WASHINGTON - The authors of sweeping energy legislation that is stalled in the Senate said yesterday they were prepared to scale back their bill to get GOP support. They swiftly appeared to win a convert as a key moderate Republican said she might support a more targeted approach.

Sens. John Kerry and Joe Lieberman made their comments after meeting at the White House with fellow senators and President Barack Obama, who is pushing for action in the wake of the Gulf oil spill.

"We are prepared to scale back the reach of our legislation in order to try to find that place of compromise," Kerry (D-Mass.) said after the meeting in which Obama urged senators to find common ground.

The bill by Kerry and Lieberman (I-Conn.) would tax carbon dioxide emissions produced by coal-fired power plants and other large polluters as a way to reduce pollution blamed for global warming. The legislation has been panned by many Republicans as a "national energy tax."

A more modest approach would limit the carbon tax to the electricity sector, something Kerry said yesterday was under consideration. The idea appeared to win a critical Republican endorsement from Maine Sen. Olympia Snowe after she attended yesterday's White House meeting.

"I believe that one possibility is to more narrowly target a carbon pricing program through a uniform nationwide system solely on the power sector," Snowe said in a statement.
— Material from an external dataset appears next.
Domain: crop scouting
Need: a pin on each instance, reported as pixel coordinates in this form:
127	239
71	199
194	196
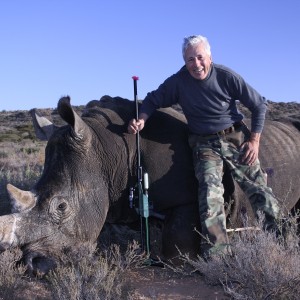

The chairman of the Energy and Natural Resources Committee, Sen. Jeff Bingaman (D-N.M.) is quietly drafting a bill that would cap greenhouse gas emissions from power plants. Some White House officials have begun to speak favorably about such a "utility-only" approach, which could be more attractive to Republicans.

Supporters of the bill must contend with dwindling time on the legislative calendar and the difficulty of passing comprehensive climate change legislation in an election year.

Heather Zichal, deputy assistant to the president for energy and climate change, said there was discussion about an emissions cap just on stationary sources, which would primarily mean power plants and refineries.

"Based on the discussion today I think we feel good about opportunities to come together and find some common ground to pass legislation this year," Zichal told viewers in a forum on the White House website.